I tell you, your set up would have made such an enormous difference back when we had nine living here and averaged fifteen or more for Sunday dinners!!!

I think I might just print off a copy of that picture and file it in my dream kitchen file.

Now about kids 'working'. Some of the fun I find when we are doing the food for this or that occasion, is the inter-action with our children. The stories that come out, the ribbing one another, the laughter, the warmth you can literally feel in the air. "Priceless".

I knew it wasn't something that was only MY perspective, when son #1 drove the three and a half hours to get here alone, due to his wife having to work, bringing their then four month old daughter, so that he wouldn't miss being a part of doing the food for our church's Labor Day retreat. :-D

When I read this posting, I decided that what I wanted to share with you, wasn't what chores I'd had our kids do together, but rather something I had used to make squabbling kids get along. I hope you don't mind.

Boys being boys, siblings being siblings, there were often times when they just couldn't seem to get along one with another. When you add in varying levels of O.D.D., it just intensifies the whole thing.

People would advice that I just seperate them, but my view was no, because then they won. They didn't want to be together, so if you seperated them, they won. Not on my watch!

Some adviced that I should give them jobs to do together. With high ADD levels, they had a hard enough time staying on task. Assign them to do so while working with somebody whom they didn't want to be with and you end up adding to your own frustration level!! Trust me!! No thanks!

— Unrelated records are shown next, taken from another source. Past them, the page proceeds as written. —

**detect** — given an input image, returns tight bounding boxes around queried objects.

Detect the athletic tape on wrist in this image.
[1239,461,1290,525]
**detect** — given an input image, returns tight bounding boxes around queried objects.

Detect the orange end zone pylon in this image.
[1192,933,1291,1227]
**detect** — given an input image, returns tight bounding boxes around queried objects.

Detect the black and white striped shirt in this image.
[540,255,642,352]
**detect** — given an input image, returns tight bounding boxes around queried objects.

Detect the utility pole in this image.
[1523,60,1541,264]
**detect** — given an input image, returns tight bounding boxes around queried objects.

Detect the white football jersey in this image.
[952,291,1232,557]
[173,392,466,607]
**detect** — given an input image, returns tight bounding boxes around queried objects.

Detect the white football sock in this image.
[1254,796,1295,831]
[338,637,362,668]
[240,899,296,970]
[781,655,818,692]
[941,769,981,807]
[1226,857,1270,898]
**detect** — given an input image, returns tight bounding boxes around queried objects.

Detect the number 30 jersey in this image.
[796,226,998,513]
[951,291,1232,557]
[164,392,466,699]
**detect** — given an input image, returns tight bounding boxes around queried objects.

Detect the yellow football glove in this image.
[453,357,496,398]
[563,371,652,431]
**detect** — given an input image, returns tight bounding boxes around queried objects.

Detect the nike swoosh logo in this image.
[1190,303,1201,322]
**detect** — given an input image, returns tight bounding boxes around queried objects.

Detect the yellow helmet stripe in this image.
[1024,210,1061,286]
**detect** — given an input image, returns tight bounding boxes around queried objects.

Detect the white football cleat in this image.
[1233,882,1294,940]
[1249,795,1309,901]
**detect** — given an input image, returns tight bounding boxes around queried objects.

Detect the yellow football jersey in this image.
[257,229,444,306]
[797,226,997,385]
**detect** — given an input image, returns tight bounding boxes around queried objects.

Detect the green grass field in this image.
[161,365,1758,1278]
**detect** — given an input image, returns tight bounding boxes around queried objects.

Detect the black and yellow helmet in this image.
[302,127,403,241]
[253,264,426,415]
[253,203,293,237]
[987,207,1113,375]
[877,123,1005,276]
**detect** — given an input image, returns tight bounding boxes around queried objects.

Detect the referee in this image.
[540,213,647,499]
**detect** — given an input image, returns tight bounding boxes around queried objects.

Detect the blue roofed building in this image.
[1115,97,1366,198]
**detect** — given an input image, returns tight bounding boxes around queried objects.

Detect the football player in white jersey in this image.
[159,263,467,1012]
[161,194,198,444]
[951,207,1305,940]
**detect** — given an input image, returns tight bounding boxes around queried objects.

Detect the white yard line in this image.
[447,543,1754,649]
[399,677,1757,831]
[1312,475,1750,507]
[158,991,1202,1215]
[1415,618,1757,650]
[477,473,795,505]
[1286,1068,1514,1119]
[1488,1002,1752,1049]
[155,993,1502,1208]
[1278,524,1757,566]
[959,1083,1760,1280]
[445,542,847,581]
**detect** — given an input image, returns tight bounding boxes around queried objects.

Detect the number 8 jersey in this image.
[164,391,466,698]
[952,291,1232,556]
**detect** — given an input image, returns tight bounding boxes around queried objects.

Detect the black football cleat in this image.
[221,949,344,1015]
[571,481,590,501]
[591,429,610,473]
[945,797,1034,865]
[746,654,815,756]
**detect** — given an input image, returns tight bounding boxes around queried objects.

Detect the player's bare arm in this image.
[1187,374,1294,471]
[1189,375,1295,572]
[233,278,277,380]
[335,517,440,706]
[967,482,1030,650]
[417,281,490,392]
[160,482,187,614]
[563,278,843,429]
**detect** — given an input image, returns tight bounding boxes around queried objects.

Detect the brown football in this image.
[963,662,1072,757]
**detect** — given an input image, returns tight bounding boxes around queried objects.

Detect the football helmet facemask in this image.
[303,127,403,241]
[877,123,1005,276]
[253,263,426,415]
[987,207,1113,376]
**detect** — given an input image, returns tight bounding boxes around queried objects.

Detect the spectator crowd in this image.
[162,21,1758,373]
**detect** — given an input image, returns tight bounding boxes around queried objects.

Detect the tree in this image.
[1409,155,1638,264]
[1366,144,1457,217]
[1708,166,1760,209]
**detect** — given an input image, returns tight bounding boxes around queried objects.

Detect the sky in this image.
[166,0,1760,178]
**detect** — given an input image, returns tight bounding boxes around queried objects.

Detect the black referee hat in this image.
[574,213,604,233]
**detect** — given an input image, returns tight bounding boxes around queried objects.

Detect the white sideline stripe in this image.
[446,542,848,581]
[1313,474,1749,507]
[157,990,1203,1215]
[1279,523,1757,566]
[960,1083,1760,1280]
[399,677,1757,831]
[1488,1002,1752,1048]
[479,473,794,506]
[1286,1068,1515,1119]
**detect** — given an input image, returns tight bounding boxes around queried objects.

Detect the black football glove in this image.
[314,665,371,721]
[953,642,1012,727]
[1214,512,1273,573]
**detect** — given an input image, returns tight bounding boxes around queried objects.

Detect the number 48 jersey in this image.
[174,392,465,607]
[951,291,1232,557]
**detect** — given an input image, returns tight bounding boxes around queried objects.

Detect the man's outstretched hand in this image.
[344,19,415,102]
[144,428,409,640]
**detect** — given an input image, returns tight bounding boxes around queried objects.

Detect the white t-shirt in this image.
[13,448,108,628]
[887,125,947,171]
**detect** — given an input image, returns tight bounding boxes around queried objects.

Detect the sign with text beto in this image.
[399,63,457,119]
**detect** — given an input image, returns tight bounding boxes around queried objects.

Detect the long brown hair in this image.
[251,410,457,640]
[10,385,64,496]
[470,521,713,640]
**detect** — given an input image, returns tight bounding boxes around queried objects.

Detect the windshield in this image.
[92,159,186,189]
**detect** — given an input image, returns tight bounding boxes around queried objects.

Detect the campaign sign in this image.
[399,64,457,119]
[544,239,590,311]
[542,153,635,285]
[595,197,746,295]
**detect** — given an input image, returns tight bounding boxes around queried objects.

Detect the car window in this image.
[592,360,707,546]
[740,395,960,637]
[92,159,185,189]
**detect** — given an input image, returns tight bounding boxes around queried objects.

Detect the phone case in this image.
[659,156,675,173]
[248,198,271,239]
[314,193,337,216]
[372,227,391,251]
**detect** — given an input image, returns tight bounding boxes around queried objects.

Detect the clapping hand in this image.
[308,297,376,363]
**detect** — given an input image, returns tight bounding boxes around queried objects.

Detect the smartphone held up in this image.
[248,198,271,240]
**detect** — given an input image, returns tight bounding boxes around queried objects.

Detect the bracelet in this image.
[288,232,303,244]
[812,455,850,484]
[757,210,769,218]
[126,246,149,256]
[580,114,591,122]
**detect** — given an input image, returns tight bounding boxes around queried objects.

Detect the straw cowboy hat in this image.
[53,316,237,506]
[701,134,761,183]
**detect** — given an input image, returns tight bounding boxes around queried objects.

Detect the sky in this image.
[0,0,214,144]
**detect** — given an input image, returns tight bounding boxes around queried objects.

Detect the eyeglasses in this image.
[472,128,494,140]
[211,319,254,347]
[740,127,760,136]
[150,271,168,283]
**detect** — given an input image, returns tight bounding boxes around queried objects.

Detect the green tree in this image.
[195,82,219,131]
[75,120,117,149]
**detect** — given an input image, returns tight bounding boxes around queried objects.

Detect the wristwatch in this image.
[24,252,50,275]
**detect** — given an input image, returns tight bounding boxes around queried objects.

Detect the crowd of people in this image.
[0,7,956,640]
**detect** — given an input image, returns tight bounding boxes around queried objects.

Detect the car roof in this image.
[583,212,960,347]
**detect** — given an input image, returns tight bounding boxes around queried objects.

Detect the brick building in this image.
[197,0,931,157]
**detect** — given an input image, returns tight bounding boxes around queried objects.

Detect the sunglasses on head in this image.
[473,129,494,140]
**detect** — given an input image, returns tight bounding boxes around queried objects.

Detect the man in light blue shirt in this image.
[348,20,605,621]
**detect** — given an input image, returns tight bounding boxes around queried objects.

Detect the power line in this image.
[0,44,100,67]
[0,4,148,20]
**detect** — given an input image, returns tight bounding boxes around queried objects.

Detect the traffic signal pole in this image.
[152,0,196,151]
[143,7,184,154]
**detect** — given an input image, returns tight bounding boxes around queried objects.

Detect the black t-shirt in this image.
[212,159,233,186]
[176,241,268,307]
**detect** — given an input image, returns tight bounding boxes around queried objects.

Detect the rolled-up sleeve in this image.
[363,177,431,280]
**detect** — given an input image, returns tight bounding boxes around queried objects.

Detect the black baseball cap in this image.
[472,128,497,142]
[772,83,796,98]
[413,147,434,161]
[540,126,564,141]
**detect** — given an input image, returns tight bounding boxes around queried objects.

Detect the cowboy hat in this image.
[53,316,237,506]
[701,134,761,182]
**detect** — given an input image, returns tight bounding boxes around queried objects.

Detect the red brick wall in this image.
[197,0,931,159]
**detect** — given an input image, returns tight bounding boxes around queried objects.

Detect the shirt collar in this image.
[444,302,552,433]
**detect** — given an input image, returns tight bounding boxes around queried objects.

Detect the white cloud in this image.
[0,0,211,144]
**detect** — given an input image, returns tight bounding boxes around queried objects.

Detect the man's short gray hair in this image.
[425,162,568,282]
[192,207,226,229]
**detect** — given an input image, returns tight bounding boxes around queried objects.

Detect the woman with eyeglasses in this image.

My favorite parenting book was/is "Making Your Children Mind Without Losing Yours" by Dr. Kevin Lemon. He NEVER used (or even implied) the phrase "you just". {I best not get started on that subject!!!} He did not try to pigeon hole everybody. I really liked his realism and style.

Taking his advice both to 'make the punishment fit the crime' and 'your the parent, you know your children - be creative', I ended up making the boys hold hands and walk so many laps around the house. We were living in the upstairs of a HUGE (sprawled) old farmhouse when I first started this. By looking out windows, I could see them from any side of the house, and they learned that periodically, I did check up on them. If they weren't holding hands, if they were arguing (let alone punching one another), etc. I added more laps to the original assignment. The day that two particular sons ended up walking eleven laps around the house, they finally caught on to the fact that I was serious!!!

I strove hard to teach them that all through your life there will be people whom you won't like, but you have to be able to get along with, or at the least be civil with them. It might be co-workers, it might be neighbors, it might be people in your church, and it might even be somebody that marries into your family, but due to varying factors, you have to be around them at times, and thus you must find ways to be civil with them. Gatting along with your brothers is God's way of providing you practice for then!

Yes, you are welcome to use this method yourself, if you ever deem it might help o:-)

Christine:) said...

That's really sweet:) My kids are too young to bond with chores, but I'm starting my oldest (she's 3) on chores in the near future- do you have any tips on good ways to start her doing this (or simple things around the house she can do?)? Thanks!

Christibear said...

Just found your blog today. It's wonderful and I'm sure I'll get lots of tips for my growing (growin kid #5 right now) family. We have three girls (12, 10, 7) and one boy (4) who each have chores. The three girls do the dishes which includes wiping counters, stove and dining room table. They also fold laundry and help sort and wash/dry. Our son, while still a little guy, helps set and clear the table and he loves to dust. He also has to feed the algae eater which only requires one tablet a day so he doesn't overfeed. They chat, they laugh, and sometimes they argue and mope. But I just tell them it's my job to make sure they leave my house knowing how to take care of themselves and if they don't like chores, then they have to finish college and get great paying jobs to pay someone else to do them!